The senior lawyer submitted that Legal Notice number 3 of 2009 is not a law but a practice directive. He argued that the legal notice is not an Act of the National, not a rule and not a regulation but a practice directive creating a Division of a court.

“The legal notice does not oust the court’s jurisdiction to try the offences. The intent of the practice directive (Legal Notice) is contained in section 1. It provides ‘in the interest of effective case management and expeditious disposition of cases relating to capital offences,” Camara said.

He said the legal notice does not create a court instead it created a Special Division of a court, therefore, it cannot take away jurisdiction.

Lawyer Camara argued that the legal notice provided for capital offences.
“Capital offences attract death and not life imprisonment,” Camara said, adding that “death, death and not life imprisonment.”

He said the court has the jurisdiction to grant the accused person bail on all the 3 counts even though 3rd count attracts life imprisonment relying on section 29 of the Criminal Code. He said the discretion of the court to hand down judgment prescribed by law is not fettered.

“Sentence to life imprisonment is not mandatory under our laws, unlike treason which attracts death. The court can reduce sentences including life imprisonment sentences,” Lawyer Camara said.

Barrister Camara said section 208 A of the CPC does not make it mandatory for the court to transfer the matter to the high court. He said the said section has the word “may” which means it is not mandatory to transfer matters, adding that the court has the jurisdiction to try the case.

“The provision is inapplicable here because the court has the jurisdiction to try this case (and the charges),” L.S. Camara submitted.

He reiterated that the practice directive (Legal Notice) is not a law; not an Act of the National Assembly, not a rule and not a regulation.

“It (Legal Notice) does not create a court. It creates a Division,” Camara said.
He added: “The jurisdiction of the court can only be ousted by statute and not directives.”
He concluded saying “your lordship has the jurisdiction to try this case and you have the jurisdiction to grant bail.”

Mballow in his reply on points of law said section 5 of the CPC provides that the court shall not derogate from the law that confers jurisdiction to another court.

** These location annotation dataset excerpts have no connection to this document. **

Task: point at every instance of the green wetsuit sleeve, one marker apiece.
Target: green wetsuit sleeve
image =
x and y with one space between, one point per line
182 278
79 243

He said Legal Notice number 3 of 2009 is a law envisaged and recognised by section 7 of the Constitution. He said section 27 of the CC deals with punishment and it has no bearing on the argument.

“This court cannot deal with an offence that it does not have jurisdiction to try,” he said.
He added: “capital offence does not exclude offences that attract life imprisonment. Capital offence includes life imprisonment.”

In her ruling, Magistrate Sarr said the Legal Notice is a law and it has ousted the jurisdiction of the court to try the case. She said the Legal Notice is a subsidiary legislation and therefore section 7 of the Constitution provides that subsidiary legislation forms part of the laws of the Gambia. She said she lacks the jurisdiction to entertain the matter.

She transferred the matter to the high court relying on section 61 of the Criminal Code. She also relied on section 208A to remand the accused persons to Mile II.